Leading Community for Usability, Search Engine Marketing,
Social Networking, Site Planning & Web Site Development, Since 1998


Photo

Major Search Engines Agree On New Canonical Tag


36 replies to this topic

#1 iamlost

iamlost

    The Wind Master

  • Admin - Top Level
  • 3979 posts

Posted 12 February 2009 - 07:42 PM

The SEs have agreed on a new canonical tag to assist sites with certain duplicate content issues.

Google, Yahoo & Microsoft Unite On “Canonical Tag” To Reduct Duplicate Content Clutter, Vanessa Fox, searchengineland.

The web is full of duplicate content. Search engines try to index and display the original or “canonical” version. Searchers only want to see one version in results. And site owners worry that if search engines find multiple versions of a page, their link credit will be diluted and they’ll lose ranking.

Today, Google, Yahoo and Microsoft (links are to their separate announcements) have united to offer a way to reduce duplicate content clutter and make things easier for everyone.

...

Specify the canonical version using a tag in the head section of the page as follows:

<link rel="canonical" href="http://www.example.c...swedish-fish"/>

That’s it!

* You can only use the tag on pages within a single site (subdomains and subfolders are fine).
* You can use relative or absolute links, but the search engines recommend absolute links.

This tag will operate in a similar way to a 301 redirect for all URLs that display the page with this tag.

* Links to all URLs will be consolidated to the one specified as canonical.
* Search engines will consider this URL a “strong hint” as to the one to crawl and index.


Canonical URL links, Joost de Valk, yoast.
Joost includes links to Canonical plug-ins for WordPress, Magento, and Drupal.

Live Coverage of Ask The Search Engines at SMX West, Barry Schwartz/Keri Morgret, seroundtable

#2 joedolson

joedolson

    Eyes Like Hawk Moderator

  • Technical Administrators
  • 2869 posts
  • Twitter:http://twitter.com/joedolson
  • Facebook:http://facebook.com/joedolson

Posted 12 February 2009 - 08:17 PM

This is very cool. I hope that it doesn't result in sloppy practices in the normal practice of canonicalization; since that still has other values outside of search engine optimization (like good logic, for example), but this certainly will make fixing canonicalization problems a lot easier!

#3 cre8pc

cre8pc

    Dream Catcher Forums Founder

  • Admin - Top Level
  • 13014 posts
  • Twitter:https://twitter.com/kim_cre8pc
  • Facebook:https://www.facebook.com/cre8pc

Posted 12 February 2009 - 09:44 PM

So. Anyone know what would prevent spammers from using it for their splogs and other instances of ripped off original content?

#4 joedolson

joedolson

    Eyes Like Hawk Moderator

  • Technical Administrators
  • 2869 posts
  • Twitter:http://twitter.com/joedolson
  • Facebook:http://facebook.com/joedolson

Posted 12 February 2009 - 10:33 PM

I'm not sure what you mean - how would spammers cause a problem that way? The only relevant situation I can imagine is not particularly a problem...
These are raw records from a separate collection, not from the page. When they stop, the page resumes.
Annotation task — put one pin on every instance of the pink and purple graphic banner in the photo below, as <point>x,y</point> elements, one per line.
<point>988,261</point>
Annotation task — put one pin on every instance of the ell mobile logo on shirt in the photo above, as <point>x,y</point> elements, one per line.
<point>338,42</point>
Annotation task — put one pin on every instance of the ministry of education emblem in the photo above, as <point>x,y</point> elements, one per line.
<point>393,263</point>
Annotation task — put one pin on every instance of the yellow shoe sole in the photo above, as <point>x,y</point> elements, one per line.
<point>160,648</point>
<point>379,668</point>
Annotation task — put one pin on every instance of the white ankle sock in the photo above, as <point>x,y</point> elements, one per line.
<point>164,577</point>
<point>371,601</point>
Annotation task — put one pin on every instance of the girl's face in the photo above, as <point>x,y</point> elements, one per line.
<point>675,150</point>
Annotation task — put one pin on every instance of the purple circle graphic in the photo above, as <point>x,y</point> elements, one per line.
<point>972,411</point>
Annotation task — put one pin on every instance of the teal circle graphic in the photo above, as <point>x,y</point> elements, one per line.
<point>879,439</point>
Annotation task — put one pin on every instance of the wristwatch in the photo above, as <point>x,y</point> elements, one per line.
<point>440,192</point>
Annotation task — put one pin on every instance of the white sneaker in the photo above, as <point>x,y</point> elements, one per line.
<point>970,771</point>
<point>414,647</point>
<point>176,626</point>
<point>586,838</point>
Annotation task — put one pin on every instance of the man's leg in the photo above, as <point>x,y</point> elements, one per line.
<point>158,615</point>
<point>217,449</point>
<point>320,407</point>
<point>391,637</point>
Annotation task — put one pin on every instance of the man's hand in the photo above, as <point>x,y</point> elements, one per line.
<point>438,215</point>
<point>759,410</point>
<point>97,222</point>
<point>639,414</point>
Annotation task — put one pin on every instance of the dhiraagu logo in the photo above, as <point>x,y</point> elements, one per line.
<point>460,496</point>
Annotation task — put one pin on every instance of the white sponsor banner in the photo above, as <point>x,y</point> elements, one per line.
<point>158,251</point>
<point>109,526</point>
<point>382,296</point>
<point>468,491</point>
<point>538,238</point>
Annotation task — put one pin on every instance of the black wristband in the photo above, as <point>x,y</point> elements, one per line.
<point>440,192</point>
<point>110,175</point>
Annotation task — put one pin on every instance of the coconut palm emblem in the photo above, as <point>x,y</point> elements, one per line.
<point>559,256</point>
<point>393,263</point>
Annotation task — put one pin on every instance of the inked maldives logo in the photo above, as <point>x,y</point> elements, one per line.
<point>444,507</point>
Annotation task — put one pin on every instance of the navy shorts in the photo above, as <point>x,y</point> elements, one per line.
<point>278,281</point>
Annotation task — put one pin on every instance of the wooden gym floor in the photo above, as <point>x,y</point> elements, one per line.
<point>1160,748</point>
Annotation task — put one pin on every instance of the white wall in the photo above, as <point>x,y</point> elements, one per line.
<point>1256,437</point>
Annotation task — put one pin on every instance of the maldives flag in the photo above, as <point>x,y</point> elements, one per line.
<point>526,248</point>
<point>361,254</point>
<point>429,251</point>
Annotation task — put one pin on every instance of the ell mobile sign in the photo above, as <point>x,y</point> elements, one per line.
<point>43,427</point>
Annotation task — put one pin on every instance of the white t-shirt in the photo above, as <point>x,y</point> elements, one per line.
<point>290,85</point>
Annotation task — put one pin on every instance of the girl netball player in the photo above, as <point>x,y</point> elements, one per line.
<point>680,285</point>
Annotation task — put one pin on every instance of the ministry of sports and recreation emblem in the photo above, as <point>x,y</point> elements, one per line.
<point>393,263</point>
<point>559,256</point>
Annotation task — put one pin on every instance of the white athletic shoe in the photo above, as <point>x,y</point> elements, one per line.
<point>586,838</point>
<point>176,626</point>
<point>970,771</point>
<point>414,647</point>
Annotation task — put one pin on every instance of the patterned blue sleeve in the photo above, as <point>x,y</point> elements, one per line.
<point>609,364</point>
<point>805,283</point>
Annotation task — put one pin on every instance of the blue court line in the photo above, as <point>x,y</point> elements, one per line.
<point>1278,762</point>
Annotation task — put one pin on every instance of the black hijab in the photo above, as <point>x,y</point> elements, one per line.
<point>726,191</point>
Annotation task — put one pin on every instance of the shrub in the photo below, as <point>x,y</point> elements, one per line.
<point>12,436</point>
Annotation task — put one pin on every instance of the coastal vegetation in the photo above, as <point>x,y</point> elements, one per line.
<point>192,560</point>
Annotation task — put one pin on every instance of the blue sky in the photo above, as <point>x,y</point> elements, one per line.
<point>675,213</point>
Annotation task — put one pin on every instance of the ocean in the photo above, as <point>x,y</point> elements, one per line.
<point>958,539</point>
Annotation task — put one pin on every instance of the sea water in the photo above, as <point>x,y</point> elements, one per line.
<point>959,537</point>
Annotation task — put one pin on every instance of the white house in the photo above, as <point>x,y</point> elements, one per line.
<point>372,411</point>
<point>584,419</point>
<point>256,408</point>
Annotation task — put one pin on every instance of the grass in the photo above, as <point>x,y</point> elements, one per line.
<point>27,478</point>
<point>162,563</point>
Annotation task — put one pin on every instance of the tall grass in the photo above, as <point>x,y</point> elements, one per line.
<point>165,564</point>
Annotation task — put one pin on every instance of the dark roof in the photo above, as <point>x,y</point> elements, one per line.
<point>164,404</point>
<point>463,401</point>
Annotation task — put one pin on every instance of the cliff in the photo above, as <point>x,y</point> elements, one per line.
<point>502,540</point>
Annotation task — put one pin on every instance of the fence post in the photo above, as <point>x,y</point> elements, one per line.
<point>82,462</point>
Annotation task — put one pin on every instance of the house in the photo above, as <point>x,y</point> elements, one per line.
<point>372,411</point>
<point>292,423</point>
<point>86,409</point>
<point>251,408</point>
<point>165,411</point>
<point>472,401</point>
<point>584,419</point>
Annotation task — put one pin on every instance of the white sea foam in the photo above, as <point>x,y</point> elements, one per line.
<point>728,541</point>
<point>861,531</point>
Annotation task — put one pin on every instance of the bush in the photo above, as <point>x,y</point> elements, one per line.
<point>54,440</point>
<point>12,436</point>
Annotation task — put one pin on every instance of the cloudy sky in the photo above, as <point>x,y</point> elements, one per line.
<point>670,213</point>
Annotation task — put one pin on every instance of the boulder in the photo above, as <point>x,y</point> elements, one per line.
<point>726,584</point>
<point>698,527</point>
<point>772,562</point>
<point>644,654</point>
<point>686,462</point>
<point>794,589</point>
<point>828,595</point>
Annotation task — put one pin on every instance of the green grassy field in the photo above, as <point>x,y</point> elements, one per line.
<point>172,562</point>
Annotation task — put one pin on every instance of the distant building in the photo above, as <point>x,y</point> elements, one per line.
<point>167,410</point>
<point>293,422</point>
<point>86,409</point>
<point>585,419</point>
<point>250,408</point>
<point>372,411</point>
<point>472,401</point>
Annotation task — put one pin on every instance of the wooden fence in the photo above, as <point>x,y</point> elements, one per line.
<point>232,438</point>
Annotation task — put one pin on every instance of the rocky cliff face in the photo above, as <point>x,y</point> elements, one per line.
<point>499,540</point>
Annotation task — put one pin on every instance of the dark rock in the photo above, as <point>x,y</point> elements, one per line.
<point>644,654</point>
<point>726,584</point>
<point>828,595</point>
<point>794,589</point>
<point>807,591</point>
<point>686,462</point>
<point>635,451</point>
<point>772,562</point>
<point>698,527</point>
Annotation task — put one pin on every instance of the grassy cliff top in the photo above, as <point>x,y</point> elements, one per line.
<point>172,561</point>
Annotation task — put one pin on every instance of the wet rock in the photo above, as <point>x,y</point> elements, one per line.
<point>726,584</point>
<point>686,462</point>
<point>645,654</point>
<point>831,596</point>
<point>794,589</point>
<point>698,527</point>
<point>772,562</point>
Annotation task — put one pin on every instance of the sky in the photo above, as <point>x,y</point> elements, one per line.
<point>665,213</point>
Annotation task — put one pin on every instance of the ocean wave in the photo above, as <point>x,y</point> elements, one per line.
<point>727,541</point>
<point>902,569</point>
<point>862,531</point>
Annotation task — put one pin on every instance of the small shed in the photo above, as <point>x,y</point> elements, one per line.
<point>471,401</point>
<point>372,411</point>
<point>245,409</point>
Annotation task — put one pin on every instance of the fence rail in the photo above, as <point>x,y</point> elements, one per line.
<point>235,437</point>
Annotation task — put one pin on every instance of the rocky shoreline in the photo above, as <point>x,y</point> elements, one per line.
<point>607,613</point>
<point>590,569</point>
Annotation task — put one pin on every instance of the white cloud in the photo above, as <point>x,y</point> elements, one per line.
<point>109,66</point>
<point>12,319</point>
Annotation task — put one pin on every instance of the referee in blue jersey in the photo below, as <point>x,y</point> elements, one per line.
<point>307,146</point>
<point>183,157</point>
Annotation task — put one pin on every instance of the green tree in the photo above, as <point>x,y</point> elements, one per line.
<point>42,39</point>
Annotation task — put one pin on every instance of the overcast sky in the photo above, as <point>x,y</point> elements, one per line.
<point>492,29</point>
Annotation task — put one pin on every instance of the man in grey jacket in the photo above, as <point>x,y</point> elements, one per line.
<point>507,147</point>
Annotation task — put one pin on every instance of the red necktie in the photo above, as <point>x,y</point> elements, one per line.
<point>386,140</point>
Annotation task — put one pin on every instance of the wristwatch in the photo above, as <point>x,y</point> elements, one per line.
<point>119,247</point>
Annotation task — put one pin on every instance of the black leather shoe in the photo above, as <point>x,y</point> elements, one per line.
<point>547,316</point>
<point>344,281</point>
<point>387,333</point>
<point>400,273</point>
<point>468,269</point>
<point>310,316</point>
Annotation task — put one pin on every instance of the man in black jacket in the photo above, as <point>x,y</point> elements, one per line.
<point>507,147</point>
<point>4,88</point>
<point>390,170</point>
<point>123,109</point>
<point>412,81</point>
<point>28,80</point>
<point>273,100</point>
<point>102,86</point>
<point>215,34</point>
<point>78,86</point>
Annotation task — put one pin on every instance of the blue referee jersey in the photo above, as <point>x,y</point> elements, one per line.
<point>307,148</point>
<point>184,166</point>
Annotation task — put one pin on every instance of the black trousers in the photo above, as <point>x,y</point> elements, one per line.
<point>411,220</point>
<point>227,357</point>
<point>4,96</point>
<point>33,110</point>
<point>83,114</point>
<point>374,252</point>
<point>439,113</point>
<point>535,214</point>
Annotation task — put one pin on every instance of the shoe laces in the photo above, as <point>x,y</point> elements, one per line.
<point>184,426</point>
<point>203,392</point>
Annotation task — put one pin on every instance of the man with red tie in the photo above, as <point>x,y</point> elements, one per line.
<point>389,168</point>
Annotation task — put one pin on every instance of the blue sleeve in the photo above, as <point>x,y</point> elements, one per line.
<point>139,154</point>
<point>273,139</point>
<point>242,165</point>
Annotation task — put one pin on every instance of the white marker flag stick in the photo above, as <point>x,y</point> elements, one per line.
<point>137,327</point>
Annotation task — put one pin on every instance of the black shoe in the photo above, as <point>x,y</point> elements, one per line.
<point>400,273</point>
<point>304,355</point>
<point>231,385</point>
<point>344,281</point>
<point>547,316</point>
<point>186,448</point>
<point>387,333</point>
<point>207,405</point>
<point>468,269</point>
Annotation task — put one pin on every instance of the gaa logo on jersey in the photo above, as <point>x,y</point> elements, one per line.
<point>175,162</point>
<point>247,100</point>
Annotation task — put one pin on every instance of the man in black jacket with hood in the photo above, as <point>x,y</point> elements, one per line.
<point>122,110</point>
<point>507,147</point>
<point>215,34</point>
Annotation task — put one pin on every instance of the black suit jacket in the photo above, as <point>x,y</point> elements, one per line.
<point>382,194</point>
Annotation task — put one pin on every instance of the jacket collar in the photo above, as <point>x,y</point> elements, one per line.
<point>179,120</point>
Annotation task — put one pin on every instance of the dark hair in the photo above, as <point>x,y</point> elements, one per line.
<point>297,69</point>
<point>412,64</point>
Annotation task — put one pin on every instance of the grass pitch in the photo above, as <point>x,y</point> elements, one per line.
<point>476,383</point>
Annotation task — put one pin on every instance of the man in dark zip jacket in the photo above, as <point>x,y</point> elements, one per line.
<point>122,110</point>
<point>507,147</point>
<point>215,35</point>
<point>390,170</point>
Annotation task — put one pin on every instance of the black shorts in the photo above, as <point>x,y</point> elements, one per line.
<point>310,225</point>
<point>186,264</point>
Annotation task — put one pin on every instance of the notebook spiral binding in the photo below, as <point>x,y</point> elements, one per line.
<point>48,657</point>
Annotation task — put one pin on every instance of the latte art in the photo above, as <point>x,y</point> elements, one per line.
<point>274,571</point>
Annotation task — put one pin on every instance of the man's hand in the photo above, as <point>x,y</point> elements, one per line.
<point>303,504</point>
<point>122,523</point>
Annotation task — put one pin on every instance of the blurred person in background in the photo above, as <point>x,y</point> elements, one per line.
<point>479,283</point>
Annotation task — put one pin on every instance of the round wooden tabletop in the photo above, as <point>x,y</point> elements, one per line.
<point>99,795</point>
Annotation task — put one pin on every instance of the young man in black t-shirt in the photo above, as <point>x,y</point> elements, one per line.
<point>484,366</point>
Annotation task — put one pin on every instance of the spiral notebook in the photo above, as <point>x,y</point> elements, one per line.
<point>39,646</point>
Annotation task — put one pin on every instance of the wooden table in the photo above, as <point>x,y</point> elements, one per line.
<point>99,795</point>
If a spam blog stole content from Cre8tive Flow, for example, and used OUR canonical URL element, they'd have this on their spam blog:

<link rel="canonical" href="http://blog.cre8asite.net/archives/389" />

As a result, Google would trip by their site and say: Ooh, look - this site (http://spam.thisissp.../archives/40876) should really be indexed at http://blog.cre8asite.net/archives/389. Well, guess I'll de-index this page and grab the other one!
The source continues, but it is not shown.